# cnc Mach3 Software



## silverfox61 (Aug 22, 2014)

(Mach3 Softward). Will a Demo download of Mach3 allow me to test my motors or do I need to go ahead and buy it now.


----------



## old55 (Aug 11, 2013)

Richard I can't help with your question. I'm sure someone will come along and be able to answer it for you.


----------



## woodman12 (Feb 12, 2012)

a demo will run 500 lines of code


----------



## bgriggs (Nov 26, 2008)

Yes the demo version will allow you to run G-code. However it limits the code to 500 lines. 
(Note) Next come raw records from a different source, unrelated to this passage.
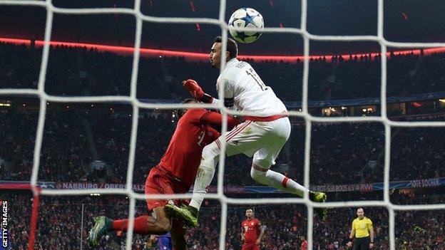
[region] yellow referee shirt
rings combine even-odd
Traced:
[[[355,237],[363,238],[369,236],[369,229],[372,227],[372,222],[368,217],[359,218],[352,221],[352,229],[355,229]]]

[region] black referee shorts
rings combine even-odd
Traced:
[[[369,237],[356,238],[354,250],[369,250]]]

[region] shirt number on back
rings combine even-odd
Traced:
[[[205,131],[203,130],[201,131],[201,132],[200,133],[200,135],[198,137],[198,145],[201,145],[201,143],[203,143],[203,141],[204,140],[204,137],[205,136]]]
[[[262,91],[266,90],[267,89],[267,86],[266,86],[266,85],[264,84],[264,83],[262,82],[262,80],[261,80],[261,78],[257,74],[257,73],[255,72],[253,68],[249,68],[249,70],[246,71],[246,73],[247,73],[247,75],[252,76],[253,80],[255,80],[255,82],[257,82],[257,83],[258,83],[258,85],[260,85],[260,88],[261,88],[261,90]]]

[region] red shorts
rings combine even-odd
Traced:
[[[242,250],[260,250],[260,246],[255,243],[245,243],[242,244]]]
[[[156,166],[150,170],[145,181],[146,194],[185,194],[190,189],[162,167]],[[173,200],[176,206],[188,204],[185,200]],[[168,199],[147,199],[148,210],[164,207],[168,204]]]

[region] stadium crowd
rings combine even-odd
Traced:
[[[46,118],[39,180],[62,182],[125,183],[131,129],[131,113],[71,106],[53,109]],[[106,112],[101,112],[105,110]],[[0,155],[7,164],[0,179],[30,179],[38,113],[11,109],[1,113],[4,123]],[[140,115],[133,182],[143,184],[147,173],[161,158],[176,125],[170,113]],[[291,137],[277,160],[276,167],[302,182],[305,125],[293,123]],[[391,180],[445,176],[439,167],[445,160],[445,137],[440,128],[393,128]],[[311,143],[311,183],[313,184],[383,182],[384,130],[378,123],[314,123]],[[101,160],[96,169],[91,162]],[[251,160],[227,157],[225,183],[254,185]],[[213,182],[216,184],[217,178]]]
[[[443,203],[443,189],[434,195],[393,194],[397,199]],[[32,196],[29,192],[1,194],[10,201],[11,239],[13,249],[26,249],[29,236],[29,222]],[[362,194],[354,194],[359,199]],[[371,193],[369,197],[377,197]],[[245,196],[247,197],[247,194]],[[110,205],[113,204],[113,205]],[[145,202],[138,201],[136,216],[146,214]],[[226,249],[240,249],[240,224],[245,219],[247,207],[229,206]],[[123,196],[42,197],[39,207],[35,249],[78,249],[86,244],[88,231],[93,226],[92,218],[106,215],[119,219],[128,216],[128,200]],[[267,250],[300,249],[300,236],[307,236],[307,210],[305,206],[254,205],[255,217],[265,229],[261,249]],[[346,250],[351,222],[355,218],[355,208],[331,209],[324,222],[314,219],[314,248],[323,250]],[[382,207],[365,207],[365,216],[371,218],[375,231],[375,249],[389,249],[388,212]],[[76,214],[76,216],[73,216]],[[396,213],[397,249],[441,249],[444,242],[443,211],[406,211]],[[190,249],[218,249],[220,226],[220,206],[209,201],[200,213],[200,226],[189,229],[187,234]],[[82,241],[81,240],[82,239]],[[134,249],[155,249],[148,236],[136,235]],[[125,246],[125,234],[113,233],[104,237],[98,249],[121,249]]]
[[[0,87],[36,88],[41,48],[0,43]],[[387,95],[407,96],[445,91],[444,54],[392,53],[388,59]],[[309,100],[329,100],[380,96],[380,56],[350,55],[311,60]],[[85,48],[53,47],[45,90],[63,95],[130,93],[131,56]],[[303,63],[250,61],[264,82],[284,101],[301,100]],[[188,96],[180,83],[195,78],[215,95],[219,72],[207,62],[184,58],[141,58],[138,97],[180,100]],[[351,88],[354,86],[354,88]]]
[[[388,95],[406,96],[445,90],[442,75],[444,54],[421,56],[392,55],[388,61]],[[36,88],[41,49],[0,43],[0,88]],[[334,100],[379,96],[380,58],[369,55],[320,58],[310,63],[310,99]],[[107,62],[104,63],[103,62]],[[253,62],[252,62],[253,63]],[[302,63],[254,63],[267,84],[286,101],[301,99]],[[128,95],[131,57],[94,50],[53,48],[46,75],[46,91],[63,95]],[[178,100],[188,95],[180,81],[195,78],[215,94],[218,71],[206,63],[183,58],[141,58],[138,97]],[[274,74],[266,73],[273,71]],[[278,75],[278,77],[277,77]],[[106,87],[104,86],[106,85]],[[354,85],[356,88],[351,88]],[[123,104],[67,104],[48,103],[44,130],[39,180],[65,182],[125,183],[128,170],[131,109]],[[139,118],[133,182],[143,184],[151,167],[162,157],[176,125],[171,111],[141,110]],[[33,108],[14,106],[0,110],[0,181],[29,181],[39,113]],[[392,181],[445,176],[445,137],[441,128],[394,127],[392,130]],[[372,183],[383,181],[384,128],[377,123],[312,125],[310,181],[313,184]],[[277,160],[277,167],[302,183],[305,124],[292,120],[292,133]],[[106,163],[101,167],[93,161]],[[250,160],[244,156],[227,158],[225,185],[254,185],[250,177]],[[216,178],[213,184],[216,184]],[[11,239],[14,249],[26,248],[31,197],[25,192],[1,192],[11,201]],[[443,190],[441,190],[443,191]],[[394,201],[409,204],[444,203],[443,192],[434,195],[396,192]],[[249,194],[245,194],[248,196]],[[252,194],[253,195],[253,194]],[[259,197],[255,196],[255,197]],[[331,200],[382,199],[382,192],[335,194]],[[393,201],[394,202],[394,201]],[[44,197],[39,207],[36,249],[78,249],[85,239],[91,218],[105,214],[128,216],[124,197]],[[113,204],[113,206],[110,206]],[[226,246],[239,249],[240,224],[245,207],[230,207]],[[306,209],[298,205],[261,205],[255,208],[266,227],[262,249],[297,249],[300,236],[306,234]],[[137,214],[145,212],[138,202]],[[354,209],[334,209],[327,222],[314,221],[317,249],[344,249]],[[374,222],[376,248],[387,249],[387,212],[365,209]],[[76,214],[76,216],[73,216]],[[82,217],[79,217],[82,214]],[[212,202],[202,212],[200,227],[188,234],[191,249],[218,248],[220,207]],[[397,246],[399,249],[444,249],[442,212],[406,211],[397,213]],[[83,222],[82,222],[82,218]],[[83,226],[81,226],[83,225]],[[424,229],[414,230],[414,226]],[[81,231],[81,230],[83,230]],[[82,235],[81,236],[81,235]],[[124,237],[111,236],[99,249],[119,249]],[[81,240],[82,239],[82,240]],[[150,249],[148,237],[135,236],[134,249]]]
You can get a copy of the Demo software here Mach3 CNC CONTROLLER SOFTWARE - THE MAKERS GUIDE

Bill


----------



## ve3sqb (Nov 7, 2014)

take a look at linuxcnc. It's free and doesn't has the timing problems of running on windows. You do not need to know linux and can install it as a second operating system on a windows computer


----------



## woodman12 (Feb 12, 2012)

I am going to download this and give it a try with my machine 
do you have any hard copies of the screens


----------



## ve3sqb (Nov 7, 2014)

I don't have any pics of the screen but you can see it on the linuxcnc.org site. They also have a very good forum for help.


----------